Academic Accommodation of Students with Disabilities

Students who require academic accommodation must contact Student Accessibility Services (SAS) to make arrangements with a Program Coordinator. Academic accommodations must be arranged for each term of study. Student Accessibility Services can be contacted by phone 905-525-9140 ext. 28652 or e-mail For further information, consult McMaster University's Policy for Academic Accommodation of Students with Disabilities.

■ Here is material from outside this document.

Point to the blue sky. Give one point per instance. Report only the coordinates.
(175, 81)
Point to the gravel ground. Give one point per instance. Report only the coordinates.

Academic Accommodation for Religious, Indigenous and Spiritual Observances

Students requiring academic accommodation based on religion and spiritual observances should follow the procedures set out in the Course Calendar or by their respective Faculty. In most cases, the student should contact his or her professor or academic advisor as soon as possible to arrange accommodations for classes, assignments, tests and examinations that might be affected by a religious holiday or spiritual observance.

Topics and Readings:

The Ideology of National Socialism, WWII, racism, literary and filmic representations of the Holocaust after WWII, perspectives of perpetrators and victims.

Other Course Information:

This course will examine the moral, philosophical, and cultural legacy of the Holocaust as represented through the artistic imagination. Primarily focussing on literature and film, we will explore the roots of modern antisemitism, its role in the rise of Nazism, the Final Solution, the behaviour of perpetrators, bystanders, and victims, as well as the place of the Holocaust in European history.